Packets Received Errors and Packets Sent Errors

What to check: - Number of packets with errors

Thresholds:

Error Rate Status Action
0 Good No packet errors
> 0 Critical Network degradation; investigate immediately

What it means: - Packet errors indicate serious network problems - Can be caused by bad cables, failing NICs, switch issues

Next steps if > 0: - Check network cables and connections - Replace faulty network hardware - Review switch/router logs for errors


Collisions/sec (Ethernet)

What to check: - Rate of packet collisions on Ethernet

Thresholds:

Collision Rate Status Action
< 5% of Packets Sent/sec Good Normal collision rate
> 5% of Packets Sent/sec Critical Network problem or capacity limit

What it means: - Collisions occur when two devices transmit simultaneously - Excessive collisions indicate network congestion or misconfiguration

Next steps if high: - Check for network congestion - Upgrade to full-duplex Ethernet (eliminates collisions) - Review network topology for bottlenecks


Connections Established

What to check: - Number of active TCP connections - Should scale proportionally with VU count

What it means: - Each virtual user typically requires 1-6 TCP connections (HTTP/1.1 keep-alive) - Plateaus indicate connection limit reached

Next steps if plateauing: - Increase TCP connection limits (OS tuning) - Check application server connection pool settings - Review TIME_WAIT socket exhaustion


Connection Failures

What to check: - Number of failed TCP connection attempts

Thresholds:

Failures Status Action
0 Good No connection failures
> 0 Critical Investigate cause immediately

What it means: - Connection failures indicate server refusing connections - Often caused by listen queue exhaustion or firewall rules

Next steps if > 0: - Increase listen queue backlog - Check firewall rules - Review server logs for refused connections


Systematic Diagnosis Process

If you're seeing performance problems, work through this process:

1. Response Times Slow?

  • Yes → Continue to #2
  • No → No server bottleneck; check client-side (network latency, think time)

2. CPU > 85%?

  • YesCPU bottleneck. Optimize code, add capacity, or scale horizontally.
  • No → Continue to #3

3. Memory > 90% or Paging > 100/sec?

  • YesMemory bottleneck. Add RAM, fix memory leaks, optimize usage.
  • No → Continue to #4

4. Disk I/O > 95% or Queue Length > 5?

  • YesDisk bottleneck. Upgrade to SSD, optimize queries, cache more in RAM.
  • No → Continue to #5

5. Network errors > 0 or Collisions > 5%?

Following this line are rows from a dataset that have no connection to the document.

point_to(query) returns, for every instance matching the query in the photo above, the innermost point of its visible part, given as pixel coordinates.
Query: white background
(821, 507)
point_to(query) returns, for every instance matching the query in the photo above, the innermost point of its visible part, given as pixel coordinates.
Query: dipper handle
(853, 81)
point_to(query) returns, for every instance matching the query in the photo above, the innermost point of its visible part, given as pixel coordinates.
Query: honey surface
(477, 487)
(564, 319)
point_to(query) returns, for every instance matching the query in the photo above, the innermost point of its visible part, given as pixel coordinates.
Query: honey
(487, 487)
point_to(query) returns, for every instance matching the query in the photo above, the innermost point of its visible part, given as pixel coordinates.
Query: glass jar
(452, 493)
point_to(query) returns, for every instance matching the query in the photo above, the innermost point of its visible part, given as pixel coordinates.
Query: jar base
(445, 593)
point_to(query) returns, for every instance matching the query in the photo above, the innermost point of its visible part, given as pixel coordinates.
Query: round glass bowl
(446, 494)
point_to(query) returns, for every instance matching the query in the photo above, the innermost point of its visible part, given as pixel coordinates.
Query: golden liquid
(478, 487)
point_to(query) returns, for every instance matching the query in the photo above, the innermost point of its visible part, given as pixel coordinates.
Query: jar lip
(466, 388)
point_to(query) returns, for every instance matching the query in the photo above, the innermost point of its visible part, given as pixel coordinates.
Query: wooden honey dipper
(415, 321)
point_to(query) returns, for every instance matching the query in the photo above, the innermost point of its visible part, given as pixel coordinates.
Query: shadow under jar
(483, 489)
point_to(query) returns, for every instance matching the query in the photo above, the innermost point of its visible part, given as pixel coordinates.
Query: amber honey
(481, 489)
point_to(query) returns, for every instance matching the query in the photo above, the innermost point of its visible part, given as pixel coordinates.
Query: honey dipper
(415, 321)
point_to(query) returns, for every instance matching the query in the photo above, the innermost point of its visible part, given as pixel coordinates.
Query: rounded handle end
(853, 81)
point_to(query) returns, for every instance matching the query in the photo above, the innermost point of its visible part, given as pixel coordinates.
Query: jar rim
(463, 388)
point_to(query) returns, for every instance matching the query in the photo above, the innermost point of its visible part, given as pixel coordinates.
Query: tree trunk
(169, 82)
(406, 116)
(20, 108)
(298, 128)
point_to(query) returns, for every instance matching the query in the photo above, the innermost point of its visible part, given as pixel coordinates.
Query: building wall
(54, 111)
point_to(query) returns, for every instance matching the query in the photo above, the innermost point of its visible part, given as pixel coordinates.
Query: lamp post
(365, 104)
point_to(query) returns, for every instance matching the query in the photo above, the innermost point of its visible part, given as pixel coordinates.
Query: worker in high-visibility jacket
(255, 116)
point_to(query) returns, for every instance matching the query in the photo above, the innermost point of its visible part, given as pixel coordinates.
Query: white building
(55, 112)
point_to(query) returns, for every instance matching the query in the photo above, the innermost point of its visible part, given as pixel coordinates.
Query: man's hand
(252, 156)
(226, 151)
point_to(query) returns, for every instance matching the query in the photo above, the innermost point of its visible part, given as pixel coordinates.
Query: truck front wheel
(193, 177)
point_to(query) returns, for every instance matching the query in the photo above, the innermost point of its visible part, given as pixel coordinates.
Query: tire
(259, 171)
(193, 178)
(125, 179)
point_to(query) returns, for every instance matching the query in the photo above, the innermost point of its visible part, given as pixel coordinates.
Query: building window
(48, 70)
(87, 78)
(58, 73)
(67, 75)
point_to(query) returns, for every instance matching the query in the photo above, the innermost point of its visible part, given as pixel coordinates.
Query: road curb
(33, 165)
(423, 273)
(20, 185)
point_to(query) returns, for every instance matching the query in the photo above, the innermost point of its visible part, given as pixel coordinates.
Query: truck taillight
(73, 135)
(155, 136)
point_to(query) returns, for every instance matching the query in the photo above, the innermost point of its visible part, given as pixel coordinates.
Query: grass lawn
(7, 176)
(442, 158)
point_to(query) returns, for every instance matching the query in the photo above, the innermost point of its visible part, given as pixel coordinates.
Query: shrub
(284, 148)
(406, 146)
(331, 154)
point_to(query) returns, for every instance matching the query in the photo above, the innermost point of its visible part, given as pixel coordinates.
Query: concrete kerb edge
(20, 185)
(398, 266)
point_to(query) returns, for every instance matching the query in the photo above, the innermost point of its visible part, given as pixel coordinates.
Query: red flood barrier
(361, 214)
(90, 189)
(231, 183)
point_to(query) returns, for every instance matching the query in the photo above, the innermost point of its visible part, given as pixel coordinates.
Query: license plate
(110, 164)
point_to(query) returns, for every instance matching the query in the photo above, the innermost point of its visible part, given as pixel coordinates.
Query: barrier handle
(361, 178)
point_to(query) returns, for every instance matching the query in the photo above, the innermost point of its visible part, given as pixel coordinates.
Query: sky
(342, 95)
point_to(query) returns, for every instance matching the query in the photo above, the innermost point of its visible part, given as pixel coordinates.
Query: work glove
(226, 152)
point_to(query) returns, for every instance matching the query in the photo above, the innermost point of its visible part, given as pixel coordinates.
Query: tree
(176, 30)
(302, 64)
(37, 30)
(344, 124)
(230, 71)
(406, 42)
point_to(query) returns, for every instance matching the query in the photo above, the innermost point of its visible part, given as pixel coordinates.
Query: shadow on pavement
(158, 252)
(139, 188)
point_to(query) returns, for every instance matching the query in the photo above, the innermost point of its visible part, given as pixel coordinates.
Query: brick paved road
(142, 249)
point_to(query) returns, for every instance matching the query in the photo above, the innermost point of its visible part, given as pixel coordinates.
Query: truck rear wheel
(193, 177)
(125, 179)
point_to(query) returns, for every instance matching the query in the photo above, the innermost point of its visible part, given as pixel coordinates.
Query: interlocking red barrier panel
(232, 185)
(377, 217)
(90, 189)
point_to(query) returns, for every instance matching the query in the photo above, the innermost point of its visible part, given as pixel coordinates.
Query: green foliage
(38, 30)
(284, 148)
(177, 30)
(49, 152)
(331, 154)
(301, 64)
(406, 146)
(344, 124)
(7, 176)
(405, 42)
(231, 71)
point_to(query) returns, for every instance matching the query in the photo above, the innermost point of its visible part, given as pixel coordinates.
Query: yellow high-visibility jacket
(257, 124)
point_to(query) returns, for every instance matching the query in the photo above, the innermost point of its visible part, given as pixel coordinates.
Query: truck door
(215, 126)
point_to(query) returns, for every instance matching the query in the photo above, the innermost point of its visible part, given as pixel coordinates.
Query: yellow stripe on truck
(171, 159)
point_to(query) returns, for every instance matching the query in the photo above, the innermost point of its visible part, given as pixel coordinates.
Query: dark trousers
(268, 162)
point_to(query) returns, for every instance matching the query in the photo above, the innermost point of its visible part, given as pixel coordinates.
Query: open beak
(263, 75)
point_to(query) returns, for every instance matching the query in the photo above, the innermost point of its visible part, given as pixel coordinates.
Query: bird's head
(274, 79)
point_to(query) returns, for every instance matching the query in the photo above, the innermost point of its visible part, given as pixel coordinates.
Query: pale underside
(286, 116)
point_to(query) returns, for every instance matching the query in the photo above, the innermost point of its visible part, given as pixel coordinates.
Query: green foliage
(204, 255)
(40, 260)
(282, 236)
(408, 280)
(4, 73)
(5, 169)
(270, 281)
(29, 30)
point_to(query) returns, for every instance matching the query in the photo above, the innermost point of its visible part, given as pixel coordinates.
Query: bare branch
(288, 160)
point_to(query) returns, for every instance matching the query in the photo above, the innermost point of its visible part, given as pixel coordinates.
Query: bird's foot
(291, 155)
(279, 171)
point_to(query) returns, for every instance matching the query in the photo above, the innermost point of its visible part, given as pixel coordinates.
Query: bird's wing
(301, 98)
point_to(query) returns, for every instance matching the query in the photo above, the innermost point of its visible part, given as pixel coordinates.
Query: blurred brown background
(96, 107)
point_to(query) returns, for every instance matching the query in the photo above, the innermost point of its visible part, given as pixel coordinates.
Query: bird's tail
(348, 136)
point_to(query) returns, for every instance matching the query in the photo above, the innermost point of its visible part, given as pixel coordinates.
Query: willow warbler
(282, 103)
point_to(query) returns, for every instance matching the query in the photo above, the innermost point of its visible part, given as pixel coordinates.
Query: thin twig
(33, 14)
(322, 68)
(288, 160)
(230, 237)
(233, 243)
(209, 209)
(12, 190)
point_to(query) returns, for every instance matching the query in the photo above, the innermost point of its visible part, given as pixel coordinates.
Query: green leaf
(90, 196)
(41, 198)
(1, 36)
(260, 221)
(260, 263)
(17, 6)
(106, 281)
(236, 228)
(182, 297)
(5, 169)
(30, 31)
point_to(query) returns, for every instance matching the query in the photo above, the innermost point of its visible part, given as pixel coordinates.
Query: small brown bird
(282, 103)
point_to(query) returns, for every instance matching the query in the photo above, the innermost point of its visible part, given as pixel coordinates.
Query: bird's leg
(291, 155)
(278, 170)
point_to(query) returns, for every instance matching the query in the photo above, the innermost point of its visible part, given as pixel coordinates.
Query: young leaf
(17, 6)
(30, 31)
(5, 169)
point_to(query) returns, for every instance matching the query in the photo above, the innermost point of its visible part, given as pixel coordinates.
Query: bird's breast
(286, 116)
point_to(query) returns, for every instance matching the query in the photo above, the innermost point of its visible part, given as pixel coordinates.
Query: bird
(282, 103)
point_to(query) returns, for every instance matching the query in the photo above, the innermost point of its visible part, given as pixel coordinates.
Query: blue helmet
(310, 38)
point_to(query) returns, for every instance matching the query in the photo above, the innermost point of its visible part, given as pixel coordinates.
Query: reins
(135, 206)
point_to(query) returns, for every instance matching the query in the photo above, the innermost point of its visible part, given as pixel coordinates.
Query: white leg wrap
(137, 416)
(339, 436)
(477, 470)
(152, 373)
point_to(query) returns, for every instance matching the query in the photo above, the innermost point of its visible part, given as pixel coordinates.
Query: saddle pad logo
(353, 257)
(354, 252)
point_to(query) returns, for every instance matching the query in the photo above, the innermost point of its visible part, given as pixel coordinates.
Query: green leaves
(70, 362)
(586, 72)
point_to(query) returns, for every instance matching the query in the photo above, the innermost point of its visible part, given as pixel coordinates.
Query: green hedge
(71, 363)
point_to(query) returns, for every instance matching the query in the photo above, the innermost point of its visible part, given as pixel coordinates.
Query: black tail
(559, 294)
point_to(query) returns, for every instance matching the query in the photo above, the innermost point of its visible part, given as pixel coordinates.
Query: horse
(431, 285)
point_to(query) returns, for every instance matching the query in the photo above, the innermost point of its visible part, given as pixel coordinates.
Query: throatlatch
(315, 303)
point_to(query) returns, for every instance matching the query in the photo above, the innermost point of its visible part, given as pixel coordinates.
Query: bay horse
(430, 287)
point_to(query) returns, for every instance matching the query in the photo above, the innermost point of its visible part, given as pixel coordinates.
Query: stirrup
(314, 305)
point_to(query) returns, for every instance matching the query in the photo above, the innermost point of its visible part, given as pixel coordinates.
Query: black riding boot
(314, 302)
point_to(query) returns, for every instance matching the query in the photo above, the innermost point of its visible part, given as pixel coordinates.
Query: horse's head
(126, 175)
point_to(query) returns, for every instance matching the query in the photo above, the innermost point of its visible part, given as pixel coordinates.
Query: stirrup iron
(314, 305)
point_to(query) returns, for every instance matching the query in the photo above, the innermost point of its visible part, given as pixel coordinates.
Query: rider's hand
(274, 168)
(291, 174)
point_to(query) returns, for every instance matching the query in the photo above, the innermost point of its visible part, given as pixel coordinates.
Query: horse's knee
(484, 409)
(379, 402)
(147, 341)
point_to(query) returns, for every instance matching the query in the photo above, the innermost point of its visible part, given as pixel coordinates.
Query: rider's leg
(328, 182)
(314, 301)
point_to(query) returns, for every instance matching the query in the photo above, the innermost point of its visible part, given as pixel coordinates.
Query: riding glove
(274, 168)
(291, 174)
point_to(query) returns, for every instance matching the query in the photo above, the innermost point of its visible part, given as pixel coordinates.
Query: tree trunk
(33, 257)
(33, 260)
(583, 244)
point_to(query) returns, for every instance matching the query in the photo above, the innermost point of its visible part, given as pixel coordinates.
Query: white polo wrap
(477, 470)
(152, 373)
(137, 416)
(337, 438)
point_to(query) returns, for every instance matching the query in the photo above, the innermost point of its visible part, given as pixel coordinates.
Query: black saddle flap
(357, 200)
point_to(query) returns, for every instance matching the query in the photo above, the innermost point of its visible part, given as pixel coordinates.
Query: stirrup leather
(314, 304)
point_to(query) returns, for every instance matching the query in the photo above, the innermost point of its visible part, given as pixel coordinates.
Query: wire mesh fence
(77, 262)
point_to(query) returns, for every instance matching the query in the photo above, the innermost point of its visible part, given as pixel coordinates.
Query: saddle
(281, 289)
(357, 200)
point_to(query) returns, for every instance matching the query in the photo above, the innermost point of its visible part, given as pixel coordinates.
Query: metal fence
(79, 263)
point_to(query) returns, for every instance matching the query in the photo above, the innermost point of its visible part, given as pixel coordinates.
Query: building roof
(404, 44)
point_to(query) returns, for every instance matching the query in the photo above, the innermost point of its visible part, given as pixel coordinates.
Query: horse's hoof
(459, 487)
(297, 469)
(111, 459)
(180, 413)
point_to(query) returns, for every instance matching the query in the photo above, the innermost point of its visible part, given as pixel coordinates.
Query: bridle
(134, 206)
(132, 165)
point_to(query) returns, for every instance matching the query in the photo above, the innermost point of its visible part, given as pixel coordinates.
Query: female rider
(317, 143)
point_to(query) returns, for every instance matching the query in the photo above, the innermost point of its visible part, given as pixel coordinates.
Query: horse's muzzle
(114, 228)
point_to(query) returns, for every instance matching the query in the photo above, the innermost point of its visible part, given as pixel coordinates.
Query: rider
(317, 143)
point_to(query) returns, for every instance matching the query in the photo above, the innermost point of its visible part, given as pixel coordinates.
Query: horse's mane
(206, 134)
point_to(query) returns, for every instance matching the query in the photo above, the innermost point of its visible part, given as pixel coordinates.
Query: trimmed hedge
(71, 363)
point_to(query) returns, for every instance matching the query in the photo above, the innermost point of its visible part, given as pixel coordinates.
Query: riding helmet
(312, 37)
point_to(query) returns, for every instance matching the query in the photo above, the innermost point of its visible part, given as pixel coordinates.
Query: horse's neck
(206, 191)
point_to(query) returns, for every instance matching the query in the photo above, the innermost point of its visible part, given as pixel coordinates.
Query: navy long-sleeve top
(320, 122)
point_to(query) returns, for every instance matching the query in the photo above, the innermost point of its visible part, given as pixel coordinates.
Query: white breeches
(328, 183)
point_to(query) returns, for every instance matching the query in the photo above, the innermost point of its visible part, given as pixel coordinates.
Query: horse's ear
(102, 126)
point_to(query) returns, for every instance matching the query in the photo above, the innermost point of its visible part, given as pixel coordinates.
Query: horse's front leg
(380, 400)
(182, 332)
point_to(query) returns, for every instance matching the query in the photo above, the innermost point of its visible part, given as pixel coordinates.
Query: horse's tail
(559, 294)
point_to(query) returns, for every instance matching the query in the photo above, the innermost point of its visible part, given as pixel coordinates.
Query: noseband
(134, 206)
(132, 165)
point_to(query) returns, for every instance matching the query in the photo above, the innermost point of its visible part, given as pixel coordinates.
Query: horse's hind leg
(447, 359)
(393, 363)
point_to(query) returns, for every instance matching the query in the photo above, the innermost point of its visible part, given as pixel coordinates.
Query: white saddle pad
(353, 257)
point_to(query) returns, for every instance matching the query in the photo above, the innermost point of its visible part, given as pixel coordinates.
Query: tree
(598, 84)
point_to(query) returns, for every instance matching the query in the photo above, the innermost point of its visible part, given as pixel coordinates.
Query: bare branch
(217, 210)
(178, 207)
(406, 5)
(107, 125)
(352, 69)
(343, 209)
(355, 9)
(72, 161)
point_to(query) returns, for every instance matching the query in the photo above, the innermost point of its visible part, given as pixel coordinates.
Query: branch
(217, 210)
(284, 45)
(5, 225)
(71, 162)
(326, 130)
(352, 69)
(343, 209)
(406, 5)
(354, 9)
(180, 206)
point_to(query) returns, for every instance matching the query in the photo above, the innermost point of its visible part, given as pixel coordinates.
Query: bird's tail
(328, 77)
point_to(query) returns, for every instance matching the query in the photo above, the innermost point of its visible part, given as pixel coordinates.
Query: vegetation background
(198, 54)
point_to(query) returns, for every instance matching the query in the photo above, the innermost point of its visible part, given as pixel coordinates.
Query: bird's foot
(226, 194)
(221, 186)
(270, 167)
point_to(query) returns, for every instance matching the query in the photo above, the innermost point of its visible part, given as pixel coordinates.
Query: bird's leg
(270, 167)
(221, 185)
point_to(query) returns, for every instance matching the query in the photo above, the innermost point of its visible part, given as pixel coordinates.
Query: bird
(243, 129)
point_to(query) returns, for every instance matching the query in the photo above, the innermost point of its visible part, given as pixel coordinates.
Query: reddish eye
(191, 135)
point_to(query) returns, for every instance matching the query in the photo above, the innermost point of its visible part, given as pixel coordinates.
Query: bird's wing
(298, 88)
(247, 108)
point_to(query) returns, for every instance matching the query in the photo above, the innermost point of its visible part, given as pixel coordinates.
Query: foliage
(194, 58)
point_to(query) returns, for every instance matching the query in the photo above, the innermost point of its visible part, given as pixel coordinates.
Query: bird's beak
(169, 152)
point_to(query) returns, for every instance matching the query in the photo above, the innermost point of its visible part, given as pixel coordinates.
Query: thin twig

  • YesNetwork problem. Fix hardware, check cables, upgrade network.
  • No → Continue to #6

6. All server metrics look good, but response times are still slow?

  • Likely causes:
    • Database locks (check for blocked queries)
    • External service dependency (API calls, third-party services)
    • Misconfigured load balancer (uneven distribution)
    • Application-level bottleneck (thread pool exhaustion, lock contention)
  • Next steps:
    • Review application logs for errors
    • Check database query performance
    • Trace external service calls
    • Profile the application under load

Run through this checklist after every load test. The bottleneck is usually in the last place you'd think to look, which is exactly why a systematic approach matters.